Tony Perkins, president of the Family Research Council, recently stated that in spite of recent comments from the Pentagon clarifying that it will not discriminate against evangelicals in the U.S. military, he believes that more must be done to ensure that the religious freedom of those in the armed forces is respectfully observed.
"While we appreciate the [Department of Defense's] public assurances, they mean nothing until the Pentagon and the Air Force take specific steps to roll back the climate of religious hostility in our military – and that includes disavowing extremists like Mikey Weinstein," Perkins wrote Thursday in a blog post on FRC's website.
"For too long, the [Department of Defense] has tested the limits of political correctness, turning a policy of religious neutrality into an excuse for religious hostility. It's time for the Pentagon to show the American people who it stands with: Mikey Weinstein or our brave men and women in uniform?" Perkins continued.
"If the latter, then it's time they ensured our troops can exercise the very rights they protect."
Perkins was referencing the April 23 meeting between Pentagon officials and Weinstein, president of the Military Religious Freedom Foundation.
The meeting, which involved other attendees besides Weinstein, reportedly had to do with tolerance and harassment issues within the military.
As The Christian Post previously reported, Weinstein has made incendiary remarks regarding Christianity, describing pro-family, traditional Christian groups as "fundamentalist Christian monsters," and has spoken out against what he has described as "virulent religious oppression" by conservative Christians within military ranks.
Shortly after this reported meeting between the Pentagon and Weinstein, Todd Starnes, correspondent for Fox News, wrote an article which included interviews with Weinstein and Pentagon spokesman Lt. Cmdr. Nate Christensen.
The structure of the interviews suggested that proselytization could result in punishment by court-martialing.
In response to these comments, the Family Research Council launched a petition addressed to Defense Secretary Chuck Hagel, calling for the religious rights of those serving in the military to be protected.
The Pentagon then released a statement seeking to clarify the confusion which caused many to express alarm over the possible persecution of Christians in the military.
Department of Defense spokesman Lt. Cmdr. Nate Christensen clarified in his statement that aggressive proselytization continues to be barred in military ranks, but evangelism and the spreading of the Gospel is still permitted.
"The U.S. Department of Defense has never and will never single out a particular religious group for persecution or prosecution," Christensen said in a statement, as reported by The Tennessean.
"The Department makes reasonable accommodations for all religions and celebrates the religious diversity of our service members."
Christensen then sought to clarify the difference between evangelism and proselytization.
"Service members can share their faith (evangelize), but must not force unwanted, intrusive attempts to convert others of any faith or no faith to one's beliefs (proselytization)," the spokesman defined.
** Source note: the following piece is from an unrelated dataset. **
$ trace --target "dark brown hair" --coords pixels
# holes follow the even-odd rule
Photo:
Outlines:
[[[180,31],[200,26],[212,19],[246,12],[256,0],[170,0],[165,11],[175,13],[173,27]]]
As the Air Force Law Review clarified in 2007, evangelism within the military is acceptable, but proselytization becomes unacceptable if it reaches an excessively aggressive point in which the listener feels threatened or becomes distracted form performing his or her duty.
The article by the AFLR states that if the "repeated, unwanted nature of the proselytizing ... affects the listener's morale and ability to do his job and thus interfere with mission accomplishment and unit effectiveness," then the religious speech becomes "unprotected."
Christensen confirmed this to The Tennessean: "If a service member harasses another member on the basis of race, color, sex, religion, national origin, age, or disability, then the commander takes action based on the gravity of the occurrence. Likewise, when religious harassment complaints are reported, commanders take action based on the gravity of the occurrence on a case-by-case basis."
Still, many conservative Christians, including Perkins and others, remain unconvinced that the military has maintained its openness toward religious freedom in recent years.
Many cite the 2011 repeal of "Don't Ask, Don't Tell" and the recent controversy involving the labeling of evangelical Christianity and Catholicism as "religious extremism" in a U.S. Army Reserve Equal Opportunity training brief.
In the latter controversy, the Army argued that the brief was an "isolated incident" and the slide describing evangelicals and Catholics as "extremist" had been removed from the brief's powerpoint presentation.
The Pentagon's recent meeting with Weinstein doesn't do much to assuage the concern of Christians either.
"God help us now when someone with such visceral hatred of conservative Christians – literally tens of millions of Americans – who says sharing this gospel is 'spiritual rape' is helping develop policies for how to deal with Christians in the military," Ken Klukowski, director of the Center for Religious Liberty at Family Research Council, wrote on the conservative website Breitbart recently.